The ministry of health has confirmed that 22 million doses of the six Covid vaccines so far produced are ‘on their way to Portugal’.
Contracts signed with producers (see below) ensure that every citizen will get the chance to receive the correct dosage (generally two shots) to go back to a ‘normal life’ by at least the second half of next year.
The country’s ‘national vaccination plan’ is to be revealed later this week (after various false starts that have caused a certain degree of controversy click here).
The logistical challenge is nonetheless huge, due to the fact that it will take months to vaccinate the lion’s share of the population.

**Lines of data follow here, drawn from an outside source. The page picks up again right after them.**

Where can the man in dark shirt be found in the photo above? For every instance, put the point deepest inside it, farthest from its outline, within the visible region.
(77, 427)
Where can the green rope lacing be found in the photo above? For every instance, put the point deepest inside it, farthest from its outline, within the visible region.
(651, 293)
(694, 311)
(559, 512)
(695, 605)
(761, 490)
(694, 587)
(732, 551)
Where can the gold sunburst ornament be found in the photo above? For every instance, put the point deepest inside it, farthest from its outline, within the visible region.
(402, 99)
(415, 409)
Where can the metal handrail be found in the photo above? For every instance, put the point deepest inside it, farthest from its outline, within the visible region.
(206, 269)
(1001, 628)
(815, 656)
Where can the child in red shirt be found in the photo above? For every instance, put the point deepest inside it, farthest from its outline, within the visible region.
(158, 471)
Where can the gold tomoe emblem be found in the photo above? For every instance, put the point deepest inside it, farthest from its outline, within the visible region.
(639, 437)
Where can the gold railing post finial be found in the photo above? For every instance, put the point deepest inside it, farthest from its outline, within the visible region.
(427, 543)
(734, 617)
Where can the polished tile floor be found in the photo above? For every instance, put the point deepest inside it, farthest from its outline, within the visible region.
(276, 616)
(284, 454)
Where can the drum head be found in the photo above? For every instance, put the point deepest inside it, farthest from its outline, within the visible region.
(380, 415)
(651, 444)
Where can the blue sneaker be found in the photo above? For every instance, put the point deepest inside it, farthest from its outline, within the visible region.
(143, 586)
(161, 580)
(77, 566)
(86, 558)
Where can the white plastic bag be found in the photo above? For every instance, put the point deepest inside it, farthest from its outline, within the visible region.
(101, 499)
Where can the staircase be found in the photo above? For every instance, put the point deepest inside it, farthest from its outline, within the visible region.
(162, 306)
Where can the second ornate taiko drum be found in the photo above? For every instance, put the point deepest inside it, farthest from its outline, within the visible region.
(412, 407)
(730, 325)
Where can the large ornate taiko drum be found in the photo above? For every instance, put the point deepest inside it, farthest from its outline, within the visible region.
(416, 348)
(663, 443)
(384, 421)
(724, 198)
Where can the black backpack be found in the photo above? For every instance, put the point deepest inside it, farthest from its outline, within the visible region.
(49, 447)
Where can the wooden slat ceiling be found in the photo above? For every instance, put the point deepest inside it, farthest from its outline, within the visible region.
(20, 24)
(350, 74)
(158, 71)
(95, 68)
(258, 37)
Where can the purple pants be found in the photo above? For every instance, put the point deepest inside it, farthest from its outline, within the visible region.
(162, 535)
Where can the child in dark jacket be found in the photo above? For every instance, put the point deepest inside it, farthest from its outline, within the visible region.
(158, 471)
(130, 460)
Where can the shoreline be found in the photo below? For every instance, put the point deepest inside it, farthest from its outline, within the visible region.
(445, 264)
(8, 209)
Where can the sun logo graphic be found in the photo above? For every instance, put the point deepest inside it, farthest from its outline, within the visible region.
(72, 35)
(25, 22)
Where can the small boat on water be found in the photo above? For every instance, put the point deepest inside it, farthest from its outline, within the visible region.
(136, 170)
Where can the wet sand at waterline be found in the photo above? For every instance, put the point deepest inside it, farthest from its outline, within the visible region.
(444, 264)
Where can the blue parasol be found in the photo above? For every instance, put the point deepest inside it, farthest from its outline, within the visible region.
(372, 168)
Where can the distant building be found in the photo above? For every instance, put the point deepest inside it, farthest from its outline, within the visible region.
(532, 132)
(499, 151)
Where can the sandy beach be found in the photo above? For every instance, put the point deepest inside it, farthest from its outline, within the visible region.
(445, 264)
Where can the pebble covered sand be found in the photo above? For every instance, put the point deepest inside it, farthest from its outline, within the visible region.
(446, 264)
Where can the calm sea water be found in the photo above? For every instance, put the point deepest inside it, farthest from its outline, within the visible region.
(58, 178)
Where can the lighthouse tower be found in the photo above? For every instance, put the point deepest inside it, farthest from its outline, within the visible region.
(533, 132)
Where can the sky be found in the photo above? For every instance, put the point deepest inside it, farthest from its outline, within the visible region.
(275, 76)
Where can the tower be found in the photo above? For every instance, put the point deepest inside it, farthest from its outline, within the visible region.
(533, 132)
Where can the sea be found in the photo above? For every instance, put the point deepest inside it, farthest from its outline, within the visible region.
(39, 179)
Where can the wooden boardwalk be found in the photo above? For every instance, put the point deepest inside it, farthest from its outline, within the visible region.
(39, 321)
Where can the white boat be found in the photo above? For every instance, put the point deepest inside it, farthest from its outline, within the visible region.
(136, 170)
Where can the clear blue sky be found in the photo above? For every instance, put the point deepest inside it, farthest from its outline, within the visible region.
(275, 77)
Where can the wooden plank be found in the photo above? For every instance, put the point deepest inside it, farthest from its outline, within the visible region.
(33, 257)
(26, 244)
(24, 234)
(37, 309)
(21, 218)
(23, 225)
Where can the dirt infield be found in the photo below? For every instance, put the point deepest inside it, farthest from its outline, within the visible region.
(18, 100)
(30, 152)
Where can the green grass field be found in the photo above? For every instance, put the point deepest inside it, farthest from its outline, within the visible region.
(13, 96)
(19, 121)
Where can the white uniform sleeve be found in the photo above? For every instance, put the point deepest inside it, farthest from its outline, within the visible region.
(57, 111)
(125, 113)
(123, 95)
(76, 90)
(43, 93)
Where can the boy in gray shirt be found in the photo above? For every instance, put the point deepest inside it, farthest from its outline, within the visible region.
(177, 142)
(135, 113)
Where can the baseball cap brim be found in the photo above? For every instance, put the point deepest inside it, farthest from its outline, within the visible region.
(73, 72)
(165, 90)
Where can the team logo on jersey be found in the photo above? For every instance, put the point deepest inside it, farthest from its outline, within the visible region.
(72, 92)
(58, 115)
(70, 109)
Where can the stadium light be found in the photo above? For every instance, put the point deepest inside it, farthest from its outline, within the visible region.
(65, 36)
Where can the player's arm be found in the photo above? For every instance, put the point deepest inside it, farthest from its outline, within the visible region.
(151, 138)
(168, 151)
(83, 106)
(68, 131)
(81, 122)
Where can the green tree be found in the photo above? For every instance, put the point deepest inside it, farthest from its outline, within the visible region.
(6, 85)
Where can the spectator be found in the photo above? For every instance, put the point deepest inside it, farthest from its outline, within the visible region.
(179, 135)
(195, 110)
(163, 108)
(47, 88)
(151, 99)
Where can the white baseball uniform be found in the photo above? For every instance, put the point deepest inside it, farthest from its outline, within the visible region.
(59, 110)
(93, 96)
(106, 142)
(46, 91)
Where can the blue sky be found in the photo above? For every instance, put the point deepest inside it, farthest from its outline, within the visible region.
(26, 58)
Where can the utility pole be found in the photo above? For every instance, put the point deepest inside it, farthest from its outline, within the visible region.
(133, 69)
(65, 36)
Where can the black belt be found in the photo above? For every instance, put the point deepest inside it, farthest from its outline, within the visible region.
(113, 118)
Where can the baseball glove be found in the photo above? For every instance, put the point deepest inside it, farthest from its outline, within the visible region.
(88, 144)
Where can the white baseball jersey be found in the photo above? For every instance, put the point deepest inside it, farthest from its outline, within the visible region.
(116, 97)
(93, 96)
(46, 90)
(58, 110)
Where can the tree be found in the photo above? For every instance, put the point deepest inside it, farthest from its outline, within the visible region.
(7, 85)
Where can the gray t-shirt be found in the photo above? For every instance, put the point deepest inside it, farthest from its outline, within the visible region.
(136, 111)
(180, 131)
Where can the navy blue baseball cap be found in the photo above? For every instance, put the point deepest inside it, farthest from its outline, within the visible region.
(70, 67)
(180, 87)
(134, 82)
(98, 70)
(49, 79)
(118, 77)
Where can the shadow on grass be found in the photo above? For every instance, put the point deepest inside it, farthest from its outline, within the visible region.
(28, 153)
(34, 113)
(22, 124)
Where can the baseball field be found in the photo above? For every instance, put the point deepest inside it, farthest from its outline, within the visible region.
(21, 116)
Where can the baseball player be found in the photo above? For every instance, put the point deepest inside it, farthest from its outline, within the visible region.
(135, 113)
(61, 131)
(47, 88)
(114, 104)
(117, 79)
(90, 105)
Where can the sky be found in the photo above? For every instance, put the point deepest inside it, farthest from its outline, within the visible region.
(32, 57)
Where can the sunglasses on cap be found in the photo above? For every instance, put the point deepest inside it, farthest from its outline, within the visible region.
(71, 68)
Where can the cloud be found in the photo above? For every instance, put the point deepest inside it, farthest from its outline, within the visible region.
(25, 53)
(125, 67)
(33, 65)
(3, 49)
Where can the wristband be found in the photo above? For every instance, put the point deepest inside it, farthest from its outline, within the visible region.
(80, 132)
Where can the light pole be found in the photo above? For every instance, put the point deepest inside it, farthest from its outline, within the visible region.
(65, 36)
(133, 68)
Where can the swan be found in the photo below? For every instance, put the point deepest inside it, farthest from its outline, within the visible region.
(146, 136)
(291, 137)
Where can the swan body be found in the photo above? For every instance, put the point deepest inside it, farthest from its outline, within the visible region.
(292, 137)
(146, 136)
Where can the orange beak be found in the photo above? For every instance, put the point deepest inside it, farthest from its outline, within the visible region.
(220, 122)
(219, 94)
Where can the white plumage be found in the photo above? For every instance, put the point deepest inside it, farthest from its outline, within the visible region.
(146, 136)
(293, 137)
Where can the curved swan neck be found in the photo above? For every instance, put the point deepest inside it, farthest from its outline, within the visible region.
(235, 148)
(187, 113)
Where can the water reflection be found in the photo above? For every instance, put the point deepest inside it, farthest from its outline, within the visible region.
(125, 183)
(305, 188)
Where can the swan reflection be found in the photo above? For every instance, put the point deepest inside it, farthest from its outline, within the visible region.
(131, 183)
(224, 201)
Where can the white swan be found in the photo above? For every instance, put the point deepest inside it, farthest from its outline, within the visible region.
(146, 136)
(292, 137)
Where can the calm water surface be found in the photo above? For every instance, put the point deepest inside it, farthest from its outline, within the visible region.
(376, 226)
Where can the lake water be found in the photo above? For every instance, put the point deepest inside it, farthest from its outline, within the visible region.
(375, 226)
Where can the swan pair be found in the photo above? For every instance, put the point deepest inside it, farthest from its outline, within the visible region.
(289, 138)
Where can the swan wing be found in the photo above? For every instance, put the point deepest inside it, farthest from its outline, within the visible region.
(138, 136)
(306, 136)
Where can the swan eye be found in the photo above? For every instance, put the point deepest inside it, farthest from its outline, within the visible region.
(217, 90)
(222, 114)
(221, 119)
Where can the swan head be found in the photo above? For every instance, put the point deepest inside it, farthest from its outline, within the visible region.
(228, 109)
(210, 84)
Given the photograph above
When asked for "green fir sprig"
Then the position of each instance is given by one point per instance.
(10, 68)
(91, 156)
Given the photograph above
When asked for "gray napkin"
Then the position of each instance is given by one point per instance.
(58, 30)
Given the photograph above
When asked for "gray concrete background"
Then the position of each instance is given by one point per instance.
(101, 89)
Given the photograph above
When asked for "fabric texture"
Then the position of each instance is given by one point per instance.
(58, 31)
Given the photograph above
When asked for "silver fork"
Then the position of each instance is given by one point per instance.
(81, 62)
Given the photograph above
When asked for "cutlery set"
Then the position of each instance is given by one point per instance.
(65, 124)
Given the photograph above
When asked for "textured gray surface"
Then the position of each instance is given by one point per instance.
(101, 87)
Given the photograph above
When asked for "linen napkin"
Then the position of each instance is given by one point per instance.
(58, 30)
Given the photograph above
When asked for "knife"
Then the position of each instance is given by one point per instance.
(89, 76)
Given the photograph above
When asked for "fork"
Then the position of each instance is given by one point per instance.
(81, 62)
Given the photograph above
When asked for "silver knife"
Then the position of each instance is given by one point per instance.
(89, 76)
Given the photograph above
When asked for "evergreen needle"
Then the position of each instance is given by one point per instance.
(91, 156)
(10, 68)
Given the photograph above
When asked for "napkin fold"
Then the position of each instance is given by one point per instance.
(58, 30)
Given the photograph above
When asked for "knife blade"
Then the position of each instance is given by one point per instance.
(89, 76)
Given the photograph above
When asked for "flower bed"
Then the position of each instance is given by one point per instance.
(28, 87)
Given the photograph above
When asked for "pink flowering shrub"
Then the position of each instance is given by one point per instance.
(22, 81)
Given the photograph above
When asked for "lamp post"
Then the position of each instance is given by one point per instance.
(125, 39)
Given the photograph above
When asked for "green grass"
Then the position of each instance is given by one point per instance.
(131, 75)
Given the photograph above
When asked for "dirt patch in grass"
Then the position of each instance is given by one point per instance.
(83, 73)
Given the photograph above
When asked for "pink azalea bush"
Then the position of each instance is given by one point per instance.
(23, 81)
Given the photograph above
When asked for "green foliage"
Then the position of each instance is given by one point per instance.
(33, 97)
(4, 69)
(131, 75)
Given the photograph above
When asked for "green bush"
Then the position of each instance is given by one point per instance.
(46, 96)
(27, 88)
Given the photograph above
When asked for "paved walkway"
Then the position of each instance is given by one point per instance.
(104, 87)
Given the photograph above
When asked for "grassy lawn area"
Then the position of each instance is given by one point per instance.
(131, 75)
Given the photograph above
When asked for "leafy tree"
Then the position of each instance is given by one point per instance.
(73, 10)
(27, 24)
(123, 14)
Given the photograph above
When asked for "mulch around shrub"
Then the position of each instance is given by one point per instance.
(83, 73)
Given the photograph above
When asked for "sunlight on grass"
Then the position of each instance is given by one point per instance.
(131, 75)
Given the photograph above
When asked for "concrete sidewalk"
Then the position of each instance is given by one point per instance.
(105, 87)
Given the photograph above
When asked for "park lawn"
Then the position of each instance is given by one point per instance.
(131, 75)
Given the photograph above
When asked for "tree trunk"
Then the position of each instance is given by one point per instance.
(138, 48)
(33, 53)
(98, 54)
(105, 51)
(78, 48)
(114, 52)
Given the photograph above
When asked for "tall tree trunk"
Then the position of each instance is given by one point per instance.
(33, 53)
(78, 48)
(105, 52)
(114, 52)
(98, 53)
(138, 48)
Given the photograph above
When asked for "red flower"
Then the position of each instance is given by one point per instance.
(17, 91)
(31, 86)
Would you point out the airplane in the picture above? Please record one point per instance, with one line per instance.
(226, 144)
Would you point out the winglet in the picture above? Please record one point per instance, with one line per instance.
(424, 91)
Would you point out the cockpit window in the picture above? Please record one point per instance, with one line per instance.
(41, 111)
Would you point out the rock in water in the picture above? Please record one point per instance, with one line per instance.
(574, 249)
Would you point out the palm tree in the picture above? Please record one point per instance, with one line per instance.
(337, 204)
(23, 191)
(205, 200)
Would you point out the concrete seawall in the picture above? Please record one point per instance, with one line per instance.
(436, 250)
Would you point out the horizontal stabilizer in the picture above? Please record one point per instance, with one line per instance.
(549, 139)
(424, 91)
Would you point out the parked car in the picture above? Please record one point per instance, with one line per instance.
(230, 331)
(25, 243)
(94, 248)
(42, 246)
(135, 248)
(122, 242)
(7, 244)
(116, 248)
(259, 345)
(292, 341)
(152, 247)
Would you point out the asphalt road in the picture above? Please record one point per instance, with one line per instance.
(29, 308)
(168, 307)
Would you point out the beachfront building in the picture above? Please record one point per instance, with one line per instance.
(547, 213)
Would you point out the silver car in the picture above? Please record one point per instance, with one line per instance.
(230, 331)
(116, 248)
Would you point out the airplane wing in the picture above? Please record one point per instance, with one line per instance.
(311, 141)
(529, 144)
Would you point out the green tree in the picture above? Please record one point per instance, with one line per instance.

For the time being, the vaccine will not be mandatory. There are ‘rumbles’ ongoing throughout Europe referring to people who aren’t vaccinated being potentially barred from entry to various venues – but for the moment, this just appears to be talk. No politicians have admitted to a mandatory policy. Quite the opposite, in fact.
What we know so far is that vaccination will be ‘free’. It’s not clear which vaccine will arrive first in Portugal, nor which will even be ‘authorised’ first.
As we write this text, not one of the vaccines that have been produced has get been authorised for use – but authorities appear confident this will change imminently, with the first doses expected to arrive in Portugal in January.
Speaking in his habitual slot on SIC television this week, political commentator Marques Mendes laid out Portugal’s vaccination priorities: first comes ‘the elderly’ with chronic diseases, followed by residents in care homes, professionals in care homes, health care professionals elsewhere, security forces and civil protection. Only after these sectors have received the vaccine will it start being made available to the ‘general public’.
As to the vaccines on their way, he appeared to know exact numbers of each:
4.5 million of the BioNtech/ Pfizer
6.9 million of the AstraZeneca/ Oxford
4.5 million of the Johnson&Johnson-Janessen
1.9 million of the Moderna
4 million of the Curevac
without giving a figure for the Sanofi-GSK vaccine, which Portugal is also understood to have signed a contract with.
In other words, numbers may vary, but the overall plan appears to be advanced, with warehouse storage and refrigeration all covered.
It is understood that the first phase of the vaccinations will take place in State-run health centres.